Seismic surveyor PGS ASA said Aug. 13 it had rejected a $600 million offer for its geophysical data library from rival TGS-NOPEC Geophysical Co. ASA, arguing that the bid undervalued the assets and that a sale would hurt its strategy.
Oil industry suppliers such as Oslo-listed TGS and PGS have been hard hit by weak crude prices during the coronavirus pandemic as energy companies rein in exploration and thus spend less on the seismic data needed to detect reserves.
TGS on Aug. 6 announced an unsolicited cash offer for PGS's so-called multi-client library, seeking to combine it with its own similar business and form a worldwide seismic offering with lower unit costs and better economies of scale.
But PGS said its board and management were unanimous in their rejection.
"Having consulted with its financial and legal advisers, the board of PGS has concluded that the proposal is not in the best interests of the company and its stakeholders," it said.
While TGS's strategy has been one of renting the ocean-going vessels used to obtain seismic data, PGS has had an integrated approach of owning its own ships—leaving the company more exposed at a time of weak oil prices.

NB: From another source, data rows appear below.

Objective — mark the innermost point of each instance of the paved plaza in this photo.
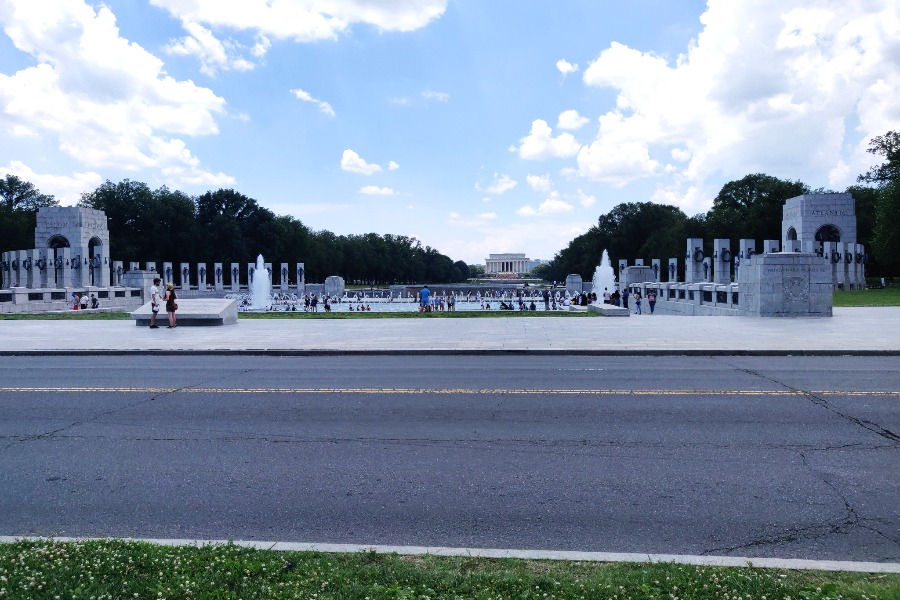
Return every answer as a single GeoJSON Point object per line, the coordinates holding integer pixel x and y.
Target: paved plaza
{"type": "Point", "coordinates": [849, 331]}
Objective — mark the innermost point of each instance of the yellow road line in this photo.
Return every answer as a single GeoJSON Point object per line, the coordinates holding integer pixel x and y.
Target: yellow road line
{"type": "Point", "coordinates": [434, 391]}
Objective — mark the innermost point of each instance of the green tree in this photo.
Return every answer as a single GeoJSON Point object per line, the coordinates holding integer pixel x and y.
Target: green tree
{"type": "Point", "coordinates": [18, 194]}
{"type": "Point", "coordinates": [888, 146]}
{"type": "Point", "coordinates": [751, 208]}
{"type": "Point", "coordinates": [886, 236]}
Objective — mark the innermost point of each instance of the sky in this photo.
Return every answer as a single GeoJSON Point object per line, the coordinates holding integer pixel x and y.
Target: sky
{"type": "Point", "coordinates": [476, 126]}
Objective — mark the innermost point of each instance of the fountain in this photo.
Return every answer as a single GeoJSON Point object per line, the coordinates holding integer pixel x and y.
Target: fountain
{"type": "Point", "coordinates": [604, 277]}
{"type": "Point", "coordinates": [260, 287]}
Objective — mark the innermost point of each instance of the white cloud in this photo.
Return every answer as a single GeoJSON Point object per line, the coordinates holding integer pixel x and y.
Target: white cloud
{"type": "Point", "coordinates": [768, 86]}
{"type": "Point", "coordinates": [565, 67]}
{"type": "Point", "coordinates": [540, 183]}
{"type": "Point", "coordinates": [586, 200]}
{"type": "Point", "coordinates": [353, 163]}
{"type": "Point", "coordinates": [552, 205]}
{"type": "Point", "coordinates": [305, 20]}
{"type": "Point", "coordinates": [307, 97]}
{"type": "Point", "coordinates": [501, 183]}
{"type": "Point", "coordinates": [540, 143]}
{"type": "Point", "coordinates": [374, 190]}
{"type": "Point", "coordinates": [66, 188]}
{"type": "Point", "coordinates": [570, 119]}
{"type": "Point", "coordinates": [213, 54]}
{"type": "Point", "coordinates": [436, 96]}
{"type": "Point", "coordinates": [108, 102]}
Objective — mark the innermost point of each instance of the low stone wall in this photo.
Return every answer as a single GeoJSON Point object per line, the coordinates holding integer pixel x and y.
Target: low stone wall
{"type": "Point", "coordinates": [30, 300]}
{"type": "Point", "coordinates": [691, 299]}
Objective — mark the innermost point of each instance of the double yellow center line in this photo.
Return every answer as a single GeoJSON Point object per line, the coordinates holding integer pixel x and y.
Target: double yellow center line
{"type": "Point", "coordinates": [434, 391]}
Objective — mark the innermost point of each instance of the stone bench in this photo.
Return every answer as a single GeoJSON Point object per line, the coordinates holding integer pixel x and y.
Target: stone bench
{"type": "Point", "coordinates": [609, 310]}
{"type": "Point", "coordinates": [192, 311]}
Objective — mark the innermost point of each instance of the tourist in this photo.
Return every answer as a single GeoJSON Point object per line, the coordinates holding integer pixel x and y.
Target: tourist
{"type": "Point", "coordinates": [424, 305]}
{"type": "Point", "coordinates": [171, 305]}
{"type": "Point", "coordinates": [154, 302]}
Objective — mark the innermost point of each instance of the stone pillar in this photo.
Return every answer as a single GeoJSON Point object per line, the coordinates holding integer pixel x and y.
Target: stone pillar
{"type": "Point", "coordinates": [5, 270]}
{"type": "Point", "coordinates": [832, 255]}
{"type": "Point", "coordinates": [30, 270]}
{"type": "Point", "coordinates": [693, 261]}
{"type": "Point", "coordinates": [63, 268]}
{"type": "Point", "coordinates": [673, 269]}
{"type": "Point", "coordinates": [860, 267]}
{"type": "Point", "coordinates": [103, 271]}
{"type": "Point", "coordinates": [201, 277]}
{"type": "Point", "coordinates": [218, 277]}
{"type": "Point", "coordinates": [283, 275]}
{"type": "Point", "coordinates": [721, 261]}
{"type": "Point", "coordinates": [118, 272]}
{"type": "Point", "coordinates": [235, 277]}
{"type": "Point", "coordinates": [185, 272]}
{"type": "Point", "coordinates": [847, 252]}
{"type": "Point", "coordinates": [45, 268]}
{"type": "Point", "coordinates": [301, 278]}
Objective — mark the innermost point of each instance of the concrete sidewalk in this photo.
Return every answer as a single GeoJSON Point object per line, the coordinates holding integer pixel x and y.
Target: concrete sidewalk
{"type": "Point", "coordinates": [849, 331]}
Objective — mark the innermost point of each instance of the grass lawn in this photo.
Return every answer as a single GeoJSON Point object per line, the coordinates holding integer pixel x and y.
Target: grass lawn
{"type": "Point", "coordinates": [469, 314]}
{"type": "Point", "coordinates": [119, 569]}
{"type": "Point", "coordinates": [889, 296]}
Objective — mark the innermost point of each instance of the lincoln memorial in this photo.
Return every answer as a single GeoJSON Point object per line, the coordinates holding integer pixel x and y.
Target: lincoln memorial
{"type": "Point", "coordinates": [506, 263]}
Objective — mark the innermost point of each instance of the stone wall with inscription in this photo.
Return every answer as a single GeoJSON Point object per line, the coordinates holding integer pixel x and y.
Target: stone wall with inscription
{"type": "Point", "coordinates": [786, 284]}
{"type": "Point", "coordinates": [806, 214]}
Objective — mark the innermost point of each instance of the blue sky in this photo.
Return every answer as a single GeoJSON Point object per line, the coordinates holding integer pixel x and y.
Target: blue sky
{"type": "Point", "coordinates": [477, 126]}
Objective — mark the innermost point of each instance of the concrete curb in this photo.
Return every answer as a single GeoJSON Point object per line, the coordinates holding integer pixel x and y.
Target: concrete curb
{"type": "Point", "coordinates": [684, 559]}
{"type": "Point", "coordinates": [444, 352]}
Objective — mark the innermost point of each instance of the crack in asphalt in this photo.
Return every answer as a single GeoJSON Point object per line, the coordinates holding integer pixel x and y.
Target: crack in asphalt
{"type": "Point", "coordinates": [53, 433]}
{"type": "Point", "coordinates": [814, 531]}
{"type": "Point", "coordinates": [823, 403]}
{"type": "Point", "coordinates": [550, 444]}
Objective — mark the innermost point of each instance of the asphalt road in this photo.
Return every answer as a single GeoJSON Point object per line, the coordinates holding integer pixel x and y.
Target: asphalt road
{"type": "Point", "coordinates": [784, 457]}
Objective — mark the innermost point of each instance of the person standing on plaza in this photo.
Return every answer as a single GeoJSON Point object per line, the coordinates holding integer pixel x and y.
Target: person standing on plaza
{"type": "Point", "coordinates": [154, 302]}
{"type": "Point", "coordinates": [171, 305]}
{"type": "Point", "coordinates": [424, 299]}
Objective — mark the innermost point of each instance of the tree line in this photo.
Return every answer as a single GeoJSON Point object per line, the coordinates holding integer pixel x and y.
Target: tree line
{"type": "Point", "coordinates": [227, 226]}
{"type": "Point", "coordinates": [749, 208]}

"PGS remains committed to its integrated service strategy," it said.
TGS had argued that its proposal would give PGS enough cash to repay a $135 million debt facility due next month.
PGS last month said it was seeking to preserve liquidity while talking to creditors to seek an extension to the September repayment deadline and amend debt covenants.
"PGS remains focused on its ongoing discussions with its lenders, as previously announced," the company said Aug. 13.